The difference between double-and triple-loop is subtle here. If we approach our expectations of the concrete experience in terms of supply-side and demand-side perspectives, then it is the demand-side perspective that distinguishes triple-loop learning, placing the primary emphasis on the value deficit associated with the asymmetric demand in the situation itself, the asymmetry being understood in terms of emergent dilemmas.[3] The purpose of the ‘plus-one’ exercise is to provide a means of getting at what these dilemmas might be, and to identify their underlying impossibilites that may then drive network interventions..

Footnotes
[1]. A constructivist perspective on triple loop is to be found in Peschl, M. F. (2007). “Triple-loop learning as foundation for profound change, individual cultivation, and radical innovation: construction processes beyond scientific and rational knowledge.” Constructivist Foundations 2(2-3): 136-145.
[2]. It was Argyris who popularised double loop: Argyris, C. and D. A. Schon (1974). Theory-in-Practice: increasing professional effectiveness. San Francisco, Jossey-Bass.
[3]. To give more precision to this distinction, we will need to look more deeply into the nature of reflexive process.

Asymmetric Leadership

Tuesday, January 2nd, 2007

by Philip Boxer

We have been used to speaking about asymmetry in the context of asymmetric demand and asymmetric governance etc in the blog on asymmetric design. These concepts and practices are being pursued through my work with the Software Engineering Institute at Carnegie Mellon University.

But what of the work associated with Carole Eigen on questions of role and leadership? For me this belongs with another kind of question associated with how leadership is to be understood within the context of an enterprise. So this blog is intended to be a place where I can follow this question. So here goes!

And just for starters, what’s with this idea of asymmetric leadership?

The idea of asymmetry has been used so far to speak of that about the other which remains not known – unfamiliar. So to work with asymmetric demand is to accept a limitation to what the enterprise knows which may challenge the very idea the enterprise has of itself.

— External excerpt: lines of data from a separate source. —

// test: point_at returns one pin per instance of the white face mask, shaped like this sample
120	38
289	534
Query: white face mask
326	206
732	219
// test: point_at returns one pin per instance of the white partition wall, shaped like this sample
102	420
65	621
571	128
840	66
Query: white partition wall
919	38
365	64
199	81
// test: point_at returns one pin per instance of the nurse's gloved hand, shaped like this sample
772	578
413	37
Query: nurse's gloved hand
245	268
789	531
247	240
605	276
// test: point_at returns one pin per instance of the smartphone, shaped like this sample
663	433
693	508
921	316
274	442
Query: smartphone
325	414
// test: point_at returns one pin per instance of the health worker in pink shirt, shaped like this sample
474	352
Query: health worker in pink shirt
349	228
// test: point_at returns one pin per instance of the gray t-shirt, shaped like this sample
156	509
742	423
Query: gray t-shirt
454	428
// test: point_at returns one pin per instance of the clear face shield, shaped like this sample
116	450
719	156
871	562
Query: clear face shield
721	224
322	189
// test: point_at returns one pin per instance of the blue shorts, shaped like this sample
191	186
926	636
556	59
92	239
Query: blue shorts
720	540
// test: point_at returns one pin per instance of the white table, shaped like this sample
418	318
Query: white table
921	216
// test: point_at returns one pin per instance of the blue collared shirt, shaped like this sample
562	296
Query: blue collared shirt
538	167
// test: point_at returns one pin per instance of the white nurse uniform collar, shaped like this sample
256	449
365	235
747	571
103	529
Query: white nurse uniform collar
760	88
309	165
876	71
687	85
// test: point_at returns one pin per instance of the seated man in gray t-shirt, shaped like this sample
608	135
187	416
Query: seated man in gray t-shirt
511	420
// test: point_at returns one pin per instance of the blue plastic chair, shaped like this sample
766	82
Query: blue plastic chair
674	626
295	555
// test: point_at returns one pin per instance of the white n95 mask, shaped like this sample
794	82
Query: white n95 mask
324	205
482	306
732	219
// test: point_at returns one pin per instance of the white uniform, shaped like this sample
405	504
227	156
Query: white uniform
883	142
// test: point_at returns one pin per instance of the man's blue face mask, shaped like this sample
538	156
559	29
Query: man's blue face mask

What we are doing here is starting from the Lacanian understanding of the divided subject – a person’s relationship to themselves in what they really want is by definition asymmetric to themselves. Put another way, however much I might want to know about me – about my wants, needs etc, there will always be something of myself that remains beyond my knowing – that remains personally asymmetric.

So what? Well, it creates a particular challenge for leadership, because the leader is placed between two kinds of asymmetry, in which the identity of the enterprise is constantly emerging out of these two kinds of relation: the first is the leader’s relation to their own identity as having been ‘chosen’ by the enterprise, i.e. personal asymmetry; while the second is the enterprise’s relation to the identity of its customers/patients etc., i.e. demand asymmetry.

The usual way of approaching the challenge of leadership is to express it in terms of the needs of the people working for the the enterprise. But what we want to do here is to extend this, so that the question of the leader’s relation to his or her own identity precedes the question of what identity needs to be realised through the behaviors of the enterprise.

This situates leadership with a challenge: in meeting the needs of the client-customer as ‘other’ (i.e. meeting asymmetric demands), to what extent must leadership go beyond what it knows of itself (i.e. addressing personal asymmetry)? And through what forms of authority is this to become possible and sustainable?

These are the questions that we want to follow here.